Sadly, many of today’s children and adults think differently and don’t feel their inherent connection to the outdoors. But, by sharing true yet unusual facts about animals and nature with children, they become intrigued and fascinated. Many adults are fascinated as well. We engage children with unusual facts which we ourselves find truly awesome.

When Rob and I began studying animals and their behaviours, we were spellbound and continue to be and hope you are too. For example, some hares run much faster than a moose can. Hares can run up to 70 km per hour, whereas moose run about 50 km per hour. Both rabbit and coyote mothers pull hairs from their chests to pad the area where their young will be born. One ladybug can lay up to 1000 eggs in a lifetime and they also turn over and play dead when they’re scared. Female sea otters carry their young on their chest for many months as they travel around the ocean. They hold paws when they’re sleeping. They also have small pouches of skin in both armpits and usually keep a small rock in their left armpit to use as a tool for breaking clams open. A bald eagle can dive between 200 km and 300 km per hour. It can spot a rabbit 2 miles away. When it’s flying, if a feather drops from its left wing, a feather will automatically drop from its right wing to keep it balanced in flight.

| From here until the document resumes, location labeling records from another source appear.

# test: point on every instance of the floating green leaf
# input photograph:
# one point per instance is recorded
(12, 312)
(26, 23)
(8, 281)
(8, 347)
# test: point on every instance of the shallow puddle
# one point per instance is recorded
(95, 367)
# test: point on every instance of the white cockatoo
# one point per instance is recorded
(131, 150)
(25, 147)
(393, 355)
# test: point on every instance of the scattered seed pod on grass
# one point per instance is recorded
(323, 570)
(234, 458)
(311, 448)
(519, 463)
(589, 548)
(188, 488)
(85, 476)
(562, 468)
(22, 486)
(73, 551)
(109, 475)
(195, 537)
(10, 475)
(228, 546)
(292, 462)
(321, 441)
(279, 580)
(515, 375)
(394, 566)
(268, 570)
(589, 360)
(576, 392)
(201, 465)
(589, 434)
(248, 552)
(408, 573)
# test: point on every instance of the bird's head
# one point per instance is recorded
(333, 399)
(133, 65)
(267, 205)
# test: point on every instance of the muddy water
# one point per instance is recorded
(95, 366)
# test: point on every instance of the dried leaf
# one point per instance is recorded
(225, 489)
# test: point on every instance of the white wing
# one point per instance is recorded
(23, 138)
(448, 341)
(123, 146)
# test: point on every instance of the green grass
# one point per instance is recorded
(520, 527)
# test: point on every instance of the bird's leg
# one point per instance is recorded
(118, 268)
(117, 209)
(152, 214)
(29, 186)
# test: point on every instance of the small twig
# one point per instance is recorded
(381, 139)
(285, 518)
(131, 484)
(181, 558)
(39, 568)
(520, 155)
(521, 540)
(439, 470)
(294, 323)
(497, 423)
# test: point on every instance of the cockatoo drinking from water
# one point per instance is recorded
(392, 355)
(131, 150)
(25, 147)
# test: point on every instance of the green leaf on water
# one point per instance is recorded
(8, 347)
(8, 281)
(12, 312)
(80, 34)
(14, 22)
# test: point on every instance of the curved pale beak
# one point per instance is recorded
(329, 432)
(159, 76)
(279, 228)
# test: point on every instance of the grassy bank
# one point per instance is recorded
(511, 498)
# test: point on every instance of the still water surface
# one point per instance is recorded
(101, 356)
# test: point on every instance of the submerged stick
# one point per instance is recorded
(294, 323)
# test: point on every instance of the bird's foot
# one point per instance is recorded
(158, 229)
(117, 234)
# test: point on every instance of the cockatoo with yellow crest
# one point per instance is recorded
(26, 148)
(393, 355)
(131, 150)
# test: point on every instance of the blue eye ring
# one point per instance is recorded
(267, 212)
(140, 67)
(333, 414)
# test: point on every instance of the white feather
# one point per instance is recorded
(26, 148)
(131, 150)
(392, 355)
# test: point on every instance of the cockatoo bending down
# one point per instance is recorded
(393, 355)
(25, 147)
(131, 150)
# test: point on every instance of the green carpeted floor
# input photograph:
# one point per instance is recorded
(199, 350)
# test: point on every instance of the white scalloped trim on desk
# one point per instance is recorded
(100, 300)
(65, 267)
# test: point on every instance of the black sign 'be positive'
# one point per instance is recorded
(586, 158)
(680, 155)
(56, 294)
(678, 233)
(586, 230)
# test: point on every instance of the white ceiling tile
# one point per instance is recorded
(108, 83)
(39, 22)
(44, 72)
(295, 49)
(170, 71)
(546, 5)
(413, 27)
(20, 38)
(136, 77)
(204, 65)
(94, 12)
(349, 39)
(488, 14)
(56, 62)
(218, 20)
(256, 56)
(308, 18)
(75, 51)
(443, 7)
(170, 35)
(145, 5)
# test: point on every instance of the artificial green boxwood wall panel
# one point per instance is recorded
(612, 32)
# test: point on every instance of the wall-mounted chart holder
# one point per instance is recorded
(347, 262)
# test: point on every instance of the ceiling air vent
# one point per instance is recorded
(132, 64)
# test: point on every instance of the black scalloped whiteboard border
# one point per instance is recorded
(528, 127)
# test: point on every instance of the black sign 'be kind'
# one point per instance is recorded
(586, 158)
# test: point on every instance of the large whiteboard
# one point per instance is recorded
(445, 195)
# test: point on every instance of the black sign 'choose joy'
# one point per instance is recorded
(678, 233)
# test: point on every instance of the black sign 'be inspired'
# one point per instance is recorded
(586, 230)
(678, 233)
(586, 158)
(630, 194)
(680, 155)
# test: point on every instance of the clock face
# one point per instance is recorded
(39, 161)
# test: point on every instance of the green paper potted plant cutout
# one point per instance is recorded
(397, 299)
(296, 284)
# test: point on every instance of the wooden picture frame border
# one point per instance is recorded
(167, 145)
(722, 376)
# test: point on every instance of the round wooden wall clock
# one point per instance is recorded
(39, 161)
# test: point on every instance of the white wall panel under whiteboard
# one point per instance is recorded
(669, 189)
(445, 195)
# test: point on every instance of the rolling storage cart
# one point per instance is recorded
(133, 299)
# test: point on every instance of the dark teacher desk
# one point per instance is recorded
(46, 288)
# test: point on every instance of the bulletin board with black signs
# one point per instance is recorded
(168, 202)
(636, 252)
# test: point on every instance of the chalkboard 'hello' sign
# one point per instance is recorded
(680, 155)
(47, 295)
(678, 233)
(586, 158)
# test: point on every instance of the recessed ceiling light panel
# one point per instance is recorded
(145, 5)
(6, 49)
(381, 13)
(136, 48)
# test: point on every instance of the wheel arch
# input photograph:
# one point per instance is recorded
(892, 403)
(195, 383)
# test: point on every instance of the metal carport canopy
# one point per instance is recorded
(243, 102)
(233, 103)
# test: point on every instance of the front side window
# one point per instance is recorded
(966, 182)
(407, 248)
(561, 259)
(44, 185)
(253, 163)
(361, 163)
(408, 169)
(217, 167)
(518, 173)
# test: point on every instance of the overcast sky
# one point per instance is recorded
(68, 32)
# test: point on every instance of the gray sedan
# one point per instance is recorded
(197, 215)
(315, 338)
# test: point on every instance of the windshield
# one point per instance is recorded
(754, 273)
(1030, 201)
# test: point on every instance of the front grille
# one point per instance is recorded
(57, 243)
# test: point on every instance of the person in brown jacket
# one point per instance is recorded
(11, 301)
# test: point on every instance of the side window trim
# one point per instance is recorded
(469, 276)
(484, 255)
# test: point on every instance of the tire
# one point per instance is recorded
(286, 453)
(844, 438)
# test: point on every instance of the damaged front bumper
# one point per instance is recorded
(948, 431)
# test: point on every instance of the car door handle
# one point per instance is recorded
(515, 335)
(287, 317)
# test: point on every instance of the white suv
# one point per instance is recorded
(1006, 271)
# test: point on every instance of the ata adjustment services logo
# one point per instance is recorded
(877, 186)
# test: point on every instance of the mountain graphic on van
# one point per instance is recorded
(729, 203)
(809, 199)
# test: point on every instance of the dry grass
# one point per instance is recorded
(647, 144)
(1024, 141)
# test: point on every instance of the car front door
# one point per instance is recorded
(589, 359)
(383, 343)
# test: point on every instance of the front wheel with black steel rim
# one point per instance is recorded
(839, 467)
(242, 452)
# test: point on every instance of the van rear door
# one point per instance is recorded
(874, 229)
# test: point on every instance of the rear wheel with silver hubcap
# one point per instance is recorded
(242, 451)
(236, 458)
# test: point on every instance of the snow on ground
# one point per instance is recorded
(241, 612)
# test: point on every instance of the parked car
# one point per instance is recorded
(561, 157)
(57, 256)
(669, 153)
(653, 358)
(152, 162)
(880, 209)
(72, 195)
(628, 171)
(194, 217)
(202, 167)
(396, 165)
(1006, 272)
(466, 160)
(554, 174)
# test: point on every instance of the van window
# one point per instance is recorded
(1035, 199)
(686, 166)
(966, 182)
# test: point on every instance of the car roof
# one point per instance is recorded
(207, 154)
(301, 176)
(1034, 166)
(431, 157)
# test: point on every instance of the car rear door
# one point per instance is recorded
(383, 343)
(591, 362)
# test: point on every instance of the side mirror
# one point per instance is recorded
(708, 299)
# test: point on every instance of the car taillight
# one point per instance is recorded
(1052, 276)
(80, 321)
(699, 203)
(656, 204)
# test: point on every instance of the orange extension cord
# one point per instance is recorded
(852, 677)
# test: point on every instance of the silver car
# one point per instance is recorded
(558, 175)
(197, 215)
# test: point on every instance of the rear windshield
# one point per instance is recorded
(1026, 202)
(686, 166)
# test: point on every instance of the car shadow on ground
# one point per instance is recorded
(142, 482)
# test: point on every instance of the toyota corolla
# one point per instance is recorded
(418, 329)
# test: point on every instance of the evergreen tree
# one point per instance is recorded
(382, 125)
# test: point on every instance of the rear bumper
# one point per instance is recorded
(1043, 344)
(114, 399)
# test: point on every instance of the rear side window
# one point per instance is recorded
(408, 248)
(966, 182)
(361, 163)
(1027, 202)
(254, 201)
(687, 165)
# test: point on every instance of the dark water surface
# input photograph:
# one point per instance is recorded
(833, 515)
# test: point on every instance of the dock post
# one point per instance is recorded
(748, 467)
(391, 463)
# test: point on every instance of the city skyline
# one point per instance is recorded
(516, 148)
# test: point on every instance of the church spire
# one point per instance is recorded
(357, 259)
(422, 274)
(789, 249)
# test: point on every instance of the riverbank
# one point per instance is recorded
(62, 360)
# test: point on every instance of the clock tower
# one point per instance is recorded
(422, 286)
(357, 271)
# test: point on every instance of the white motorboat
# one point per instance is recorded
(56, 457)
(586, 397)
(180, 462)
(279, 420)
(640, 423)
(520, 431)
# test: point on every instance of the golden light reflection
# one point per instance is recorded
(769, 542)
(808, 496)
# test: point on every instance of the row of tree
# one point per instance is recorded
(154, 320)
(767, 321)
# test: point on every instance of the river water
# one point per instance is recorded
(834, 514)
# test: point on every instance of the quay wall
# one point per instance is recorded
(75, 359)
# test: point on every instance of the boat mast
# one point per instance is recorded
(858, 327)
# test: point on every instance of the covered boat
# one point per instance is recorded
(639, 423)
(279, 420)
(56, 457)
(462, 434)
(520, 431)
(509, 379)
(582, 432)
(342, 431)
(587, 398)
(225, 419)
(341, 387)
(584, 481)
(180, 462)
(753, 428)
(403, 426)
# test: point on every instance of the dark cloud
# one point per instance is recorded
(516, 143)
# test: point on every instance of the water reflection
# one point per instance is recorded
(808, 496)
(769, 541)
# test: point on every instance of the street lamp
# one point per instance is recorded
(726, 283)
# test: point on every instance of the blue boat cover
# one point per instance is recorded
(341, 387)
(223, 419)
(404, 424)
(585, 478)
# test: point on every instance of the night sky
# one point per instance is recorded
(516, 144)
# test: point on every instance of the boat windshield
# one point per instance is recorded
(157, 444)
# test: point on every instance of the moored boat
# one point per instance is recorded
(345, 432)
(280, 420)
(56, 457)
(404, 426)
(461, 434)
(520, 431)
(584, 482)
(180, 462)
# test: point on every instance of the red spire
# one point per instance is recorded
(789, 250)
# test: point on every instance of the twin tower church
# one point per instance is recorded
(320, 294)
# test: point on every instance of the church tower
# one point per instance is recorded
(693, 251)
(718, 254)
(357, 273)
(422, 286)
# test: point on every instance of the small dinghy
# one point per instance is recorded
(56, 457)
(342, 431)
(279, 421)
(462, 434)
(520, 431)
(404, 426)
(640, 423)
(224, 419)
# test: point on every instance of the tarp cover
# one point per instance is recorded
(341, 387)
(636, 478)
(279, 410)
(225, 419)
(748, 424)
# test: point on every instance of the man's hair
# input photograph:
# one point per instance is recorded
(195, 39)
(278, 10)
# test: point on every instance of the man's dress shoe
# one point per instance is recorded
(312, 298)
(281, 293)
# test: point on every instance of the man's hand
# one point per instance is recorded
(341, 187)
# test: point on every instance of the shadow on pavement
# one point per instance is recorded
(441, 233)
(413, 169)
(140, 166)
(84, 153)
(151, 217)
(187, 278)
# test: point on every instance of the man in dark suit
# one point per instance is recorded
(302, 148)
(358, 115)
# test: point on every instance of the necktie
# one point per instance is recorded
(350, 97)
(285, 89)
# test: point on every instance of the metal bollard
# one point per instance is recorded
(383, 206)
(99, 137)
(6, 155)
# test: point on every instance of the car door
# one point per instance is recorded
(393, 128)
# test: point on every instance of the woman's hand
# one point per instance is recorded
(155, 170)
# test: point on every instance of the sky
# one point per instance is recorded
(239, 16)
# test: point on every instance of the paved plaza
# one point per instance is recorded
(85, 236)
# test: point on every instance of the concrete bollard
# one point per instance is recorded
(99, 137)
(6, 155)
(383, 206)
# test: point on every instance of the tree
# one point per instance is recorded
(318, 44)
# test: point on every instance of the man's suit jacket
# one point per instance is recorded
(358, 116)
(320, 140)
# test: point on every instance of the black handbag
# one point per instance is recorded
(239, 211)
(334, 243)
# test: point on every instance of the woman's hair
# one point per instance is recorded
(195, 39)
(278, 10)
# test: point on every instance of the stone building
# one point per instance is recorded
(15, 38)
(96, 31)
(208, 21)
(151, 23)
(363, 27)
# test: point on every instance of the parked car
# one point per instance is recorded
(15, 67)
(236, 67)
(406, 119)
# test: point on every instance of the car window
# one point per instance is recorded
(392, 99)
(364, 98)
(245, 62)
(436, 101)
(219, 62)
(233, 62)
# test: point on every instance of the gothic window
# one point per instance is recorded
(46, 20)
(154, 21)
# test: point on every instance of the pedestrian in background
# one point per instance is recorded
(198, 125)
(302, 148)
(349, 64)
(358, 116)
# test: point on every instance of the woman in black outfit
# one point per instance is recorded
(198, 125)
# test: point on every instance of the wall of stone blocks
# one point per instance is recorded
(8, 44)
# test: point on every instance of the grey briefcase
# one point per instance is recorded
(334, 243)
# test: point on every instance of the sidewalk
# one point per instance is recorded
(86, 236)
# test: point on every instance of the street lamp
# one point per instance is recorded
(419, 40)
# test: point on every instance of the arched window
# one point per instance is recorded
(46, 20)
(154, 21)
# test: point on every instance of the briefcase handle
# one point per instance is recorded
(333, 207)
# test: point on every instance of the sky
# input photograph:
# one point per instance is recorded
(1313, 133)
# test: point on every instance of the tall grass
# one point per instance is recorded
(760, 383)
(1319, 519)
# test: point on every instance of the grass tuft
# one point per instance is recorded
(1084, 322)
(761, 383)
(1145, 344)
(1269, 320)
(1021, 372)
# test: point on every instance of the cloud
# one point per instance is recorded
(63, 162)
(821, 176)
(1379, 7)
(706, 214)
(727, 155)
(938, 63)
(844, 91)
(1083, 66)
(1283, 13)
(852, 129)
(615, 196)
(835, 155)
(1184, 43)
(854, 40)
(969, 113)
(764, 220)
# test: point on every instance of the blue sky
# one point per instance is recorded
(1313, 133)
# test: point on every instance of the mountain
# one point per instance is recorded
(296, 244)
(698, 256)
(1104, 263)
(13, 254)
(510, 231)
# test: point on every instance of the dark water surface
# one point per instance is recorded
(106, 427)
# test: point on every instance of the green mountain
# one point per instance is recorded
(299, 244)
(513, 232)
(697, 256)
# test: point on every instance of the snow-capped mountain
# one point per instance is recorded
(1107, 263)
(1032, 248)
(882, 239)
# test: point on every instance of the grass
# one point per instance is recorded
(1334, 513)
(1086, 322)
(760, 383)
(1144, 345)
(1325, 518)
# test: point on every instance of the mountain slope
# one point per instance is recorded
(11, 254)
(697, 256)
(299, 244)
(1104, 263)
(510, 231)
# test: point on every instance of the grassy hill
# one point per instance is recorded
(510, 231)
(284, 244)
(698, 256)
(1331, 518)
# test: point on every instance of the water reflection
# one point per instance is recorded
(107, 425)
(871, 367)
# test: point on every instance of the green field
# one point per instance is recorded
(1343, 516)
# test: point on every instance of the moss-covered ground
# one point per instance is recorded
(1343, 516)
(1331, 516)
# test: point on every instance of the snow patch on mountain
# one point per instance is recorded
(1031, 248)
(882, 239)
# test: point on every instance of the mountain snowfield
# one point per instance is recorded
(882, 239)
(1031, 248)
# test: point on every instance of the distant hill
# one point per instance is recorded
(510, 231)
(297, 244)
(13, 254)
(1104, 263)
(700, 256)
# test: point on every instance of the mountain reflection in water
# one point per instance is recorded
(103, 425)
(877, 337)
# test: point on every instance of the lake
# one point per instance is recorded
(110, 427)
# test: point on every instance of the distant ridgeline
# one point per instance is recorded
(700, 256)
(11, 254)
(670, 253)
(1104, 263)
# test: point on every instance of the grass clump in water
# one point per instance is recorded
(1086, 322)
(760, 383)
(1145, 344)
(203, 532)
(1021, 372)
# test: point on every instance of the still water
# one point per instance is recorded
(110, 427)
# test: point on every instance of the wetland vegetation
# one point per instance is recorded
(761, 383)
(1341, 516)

The natural world around us is rich with wonder. We have showed children how to make bird calls out of grass. Students ran up to us afterwards wanting to know exactly how it was done. Many children yearn to have some connection with nature and we, as parents and educators, can help them build that connection. Even principals remembered making bird calls out of grass as children, but hadn’t seen anyone doing it for years.

We ask you, as educators to spend time outdoors and encourage children to do the same. We’ve been impressed with a few teachers who plan some of their class time outside in the playground, simply going outside and paying attention to what’s there with their students.

Nature teaches us that some things can be controlled whereas other things can’t. Children don’t have to be in charge. Kids don’t need to shoot or build or exterminate in order to have control. In nature, cooperation and communication are essential for survival. Basic life skills and time for reflection are important.

By spending time outside, people realize they are capable of thriving in multiple environments, without the trappings of TV, screen games and other distractions. They learn to appreciate what is simple, what is complex, and what is real.

The David Suzuki Foundation has a challenge program for all Canadians. It’s called the 30×30 Challenge. It encourages us to spend just 30 minutes outside each day for 30 days. Remember, this is only ½ of what prisoners in the United Kingdom are mandated to do for their best mental health.

Rob and I encourage each of you to reconnect with nature by spending half an hour outdoors each day where you see, smell, feel, hear, touch and sense what’s actually there. As we ourselves reengage with the outdoors, this will rub off on our students and they too can appreciate the beauty, the awe and the healing power of nature. We hope they will grow to be healthy, caring citizens who love nature and are committed to protect it.